On her television show Everyday Italian, Food Network host Giada De Laurentiis once told a story about how her school asked her mother to stop making her Nutella sandwiches for lunch because the other children were jealous of the hazelnut and chocolate spread. Like, so much so that it was causing a disturbance.
Well, De Laurentiis’s classmates have nothing on the French, who have sent their country into a state of chaos because Nutella is currently 75% off at Intermarche, a French grocery chain. Grocery stores basically looked like the beaches of Normandy.
Brawls broke out in French supermarkets as shoppers scrambled to get their hands on discounted jars of Nutella. https://t.co/Gihq90zIgV pic.twitter.com/SrhzZpAUlq
— CBC News (@CBCNews) January 26, 2018
There were plenty of laughs to be had about the incident on Twitter.
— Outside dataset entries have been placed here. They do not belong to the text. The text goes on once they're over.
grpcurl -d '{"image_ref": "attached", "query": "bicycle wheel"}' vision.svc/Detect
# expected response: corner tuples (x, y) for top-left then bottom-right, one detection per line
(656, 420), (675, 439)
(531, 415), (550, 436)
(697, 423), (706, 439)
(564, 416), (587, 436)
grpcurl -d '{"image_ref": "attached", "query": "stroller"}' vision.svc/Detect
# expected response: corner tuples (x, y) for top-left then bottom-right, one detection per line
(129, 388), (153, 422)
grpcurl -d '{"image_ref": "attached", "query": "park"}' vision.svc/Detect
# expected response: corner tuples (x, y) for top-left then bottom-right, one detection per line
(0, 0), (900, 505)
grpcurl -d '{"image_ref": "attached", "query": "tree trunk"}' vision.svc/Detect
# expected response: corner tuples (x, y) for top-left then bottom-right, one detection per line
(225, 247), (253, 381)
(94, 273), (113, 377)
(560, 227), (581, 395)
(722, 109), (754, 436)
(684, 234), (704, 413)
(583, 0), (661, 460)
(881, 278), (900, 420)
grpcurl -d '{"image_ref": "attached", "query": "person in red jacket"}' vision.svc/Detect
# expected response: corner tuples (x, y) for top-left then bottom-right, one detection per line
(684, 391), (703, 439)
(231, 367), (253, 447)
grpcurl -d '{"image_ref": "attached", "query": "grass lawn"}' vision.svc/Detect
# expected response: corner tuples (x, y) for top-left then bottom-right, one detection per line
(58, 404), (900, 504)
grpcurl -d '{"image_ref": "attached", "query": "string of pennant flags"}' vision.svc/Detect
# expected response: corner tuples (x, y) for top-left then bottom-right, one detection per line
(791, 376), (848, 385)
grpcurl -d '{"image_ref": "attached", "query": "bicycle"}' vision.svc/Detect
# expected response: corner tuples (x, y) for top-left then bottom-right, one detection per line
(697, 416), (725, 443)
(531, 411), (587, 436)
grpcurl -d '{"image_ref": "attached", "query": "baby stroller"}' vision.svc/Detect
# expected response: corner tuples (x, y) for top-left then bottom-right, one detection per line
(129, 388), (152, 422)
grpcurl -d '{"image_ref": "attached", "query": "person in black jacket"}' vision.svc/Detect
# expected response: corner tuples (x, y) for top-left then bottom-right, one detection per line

Someone write me a Romeo and Juliet re-imagining, where the protagonists are from two competing families during the Nutella Riots of 2018.
— Valentina Cano Repetto – Buy SANCTUARY Today! (@valca85) January 26, 2018
Something about this just felt off to me, though. Why are people getting into fistfights in the store over Nutella? Sure, it’s a tasty sandwich spread, and it’s an impressive discount, but there are incidents all over the country of people fighting over this stuff. Why? Well, thanks to Buzzfeed, of all places, we know why, and it isn’t really funny. Well, the fact that the story about Nutella was written by a woman named Hazel is a little funny.
Income inequality is a problem in France, unemployment is rising and God-Emperor Macron is pushing an austerity package that would cut taxes for the rich and eliminate protections and benefits for workers, which would worsen income inequality further, but still probably not to where it is in the United States. We’ve basically, hopefully unknowingly, been laughing at poor people for trying to save what little money they have and still provide a nice treat for their children. And that feels pretty bad. I think the whole internet needs to go to its room and think about what it’s done.